Withdrawal bleeding caused by the missed dose of contraceptives, if the amount is small, it can be observed and continued to take, if necessary, a small dose of estrogen can be added, if the amount is large, the drug should be discontinued, which is regarded as the current menstruation; Prolongation may be related to excessive local prostaglandin production or hyperfibrinolysis, and antifibrinolytic drugs are the first choice for treatment; women who have placed LNG-IUS or skin burial often occur within 6 months, and can be treated symptomatically or observed for a short period of time. At the same time to take short-acting contraceptives.

 

Uncategorized AUB

Individual patients with AUB may be related to other rare factors, such as arteriovenous malformation, uterine scar defect after cesarean section, myometrial hypertrophy, etc., but there is still a lack of perfect examination methods as a diagnostic basis, and these factors are classified as "unknown" Classification (AUB-N).

 

The causes of AUB caused by arteriovenous malformations are congenital or acquired (uterine trauma, post-cesarean section, etc.), most of which are sudden and massive uterine bleeding. The first choice for diagnosis is transvaginal ultrasonography. Other examination methods include uterine blood vessels. Angiography, pelvic CT and MRI examinations. In terms of treatment, oral contraceptives or expectant treatment can be used when the bleeding volume is not large. For patients with severe bleeding, to maintain stable vital signs, selective uterine artery embolization should be used as soon as possible. The pregnancy rate is low, and in addition to uterine vascular embolization, hysterectomy can be used for those without fertility requirements.

 

AUB caused by uterine scar defect after cesarean section is often manifested as prolonged menstrual period. The diagnosis method is transvaginal ultrasonography, and the best is hysteroscopy. Oral contraceptives can be used to shorten the bleeding time, and if the drug treatment is ineffective, surgical treatment may be considered, including hysteroscopic hysteroscopic diverticulectomy, laparotomy or laparoscopic scar tissue removal or repair around the uterine incision.

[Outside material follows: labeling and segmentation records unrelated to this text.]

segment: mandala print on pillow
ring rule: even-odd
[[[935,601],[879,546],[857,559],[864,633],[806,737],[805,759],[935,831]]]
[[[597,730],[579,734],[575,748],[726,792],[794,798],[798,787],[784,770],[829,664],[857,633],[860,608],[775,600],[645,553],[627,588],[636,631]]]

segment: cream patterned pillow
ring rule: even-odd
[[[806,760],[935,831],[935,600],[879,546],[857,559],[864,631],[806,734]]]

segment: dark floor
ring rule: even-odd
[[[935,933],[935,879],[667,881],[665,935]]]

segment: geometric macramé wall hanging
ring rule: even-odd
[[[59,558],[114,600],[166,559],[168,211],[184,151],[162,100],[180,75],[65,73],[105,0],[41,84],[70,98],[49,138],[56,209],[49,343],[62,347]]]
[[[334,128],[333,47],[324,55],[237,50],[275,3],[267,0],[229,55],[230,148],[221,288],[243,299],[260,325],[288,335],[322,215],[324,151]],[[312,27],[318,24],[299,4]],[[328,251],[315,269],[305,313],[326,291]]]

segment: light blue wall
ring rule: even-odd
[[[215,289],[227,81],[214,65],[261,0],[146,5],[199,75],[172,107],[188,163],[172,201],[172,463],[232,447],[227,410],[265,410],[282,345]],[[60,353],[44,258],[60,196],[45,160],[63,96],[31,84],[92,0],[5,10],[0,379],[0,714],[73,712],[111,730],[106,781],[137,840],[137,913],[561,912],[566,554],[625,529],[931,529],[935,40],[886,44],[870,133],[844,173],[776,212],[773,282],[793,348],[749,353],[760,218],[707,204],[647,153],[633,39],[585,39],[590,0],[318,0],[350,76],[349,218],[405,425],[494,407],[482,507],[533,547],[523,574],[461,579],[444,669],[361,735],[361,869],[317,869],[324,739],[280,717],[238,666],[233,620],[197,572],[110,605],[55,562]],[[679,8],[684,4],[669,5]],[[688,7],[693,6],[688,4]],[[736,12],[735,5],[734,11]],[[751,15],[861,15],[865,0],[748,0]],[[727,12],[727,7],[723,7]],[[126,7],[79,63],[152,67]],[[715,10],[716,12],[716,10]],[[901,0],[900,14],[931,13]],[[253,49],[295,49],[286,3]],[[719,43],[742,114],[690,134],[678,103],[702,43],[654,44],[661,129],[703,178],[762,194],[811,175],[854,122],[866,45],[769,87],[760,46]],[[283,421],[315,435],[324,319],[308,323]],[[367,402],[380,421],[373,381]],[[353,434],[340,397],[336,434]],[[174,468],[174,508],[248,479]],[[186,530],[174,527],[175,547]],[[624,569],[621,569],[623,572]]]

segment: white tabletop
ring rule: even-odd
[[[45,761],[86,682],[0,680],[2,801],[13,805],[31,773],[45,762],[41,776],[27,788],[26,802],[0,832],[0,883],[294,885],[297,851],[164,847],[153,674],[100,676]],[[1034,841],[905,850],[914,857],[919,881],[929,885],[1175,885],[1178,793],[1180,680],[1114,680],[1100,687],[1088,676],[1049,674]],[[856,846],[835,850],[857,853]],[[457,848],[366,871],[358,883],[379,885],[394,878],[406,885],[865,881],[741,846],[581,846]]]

The above lists the common clinical symptoms of abnormal uterine bleeding in gynecology and the therapeutic effect of hysteroscopy in the above diseases. If the patient does not seek medical treatment in time at the early stage of the disease, the opportunity for minimally invasive treatment is lost, and the last option is to remove the uterus. Female friends must pay attention to gynecological examinations, and conduct regular gynecological examinations according to their own conditions, so as to detect diseases at an early stage and diagnose and treat them early. Once the clinical manifestations of the above-mentioned diseases appear, you should go to the regular hospital for treatment in time, so as to win the opportunity for the treatment of the disease, so as not to delay the disease and miss the best period of treatment.

Hysteroscopy is the application of dilatation media to dilate the uterine cavity, and the physiological and pathological changes of the cervical canal, internal cervical orifice, endometrium, and fallopian tube openings are observed through a speculum inserted into the uterine cavity, so as to directly and accurately sample the diseased tissue. Send pathological examination, but also can be directly treated under hysteroscopy.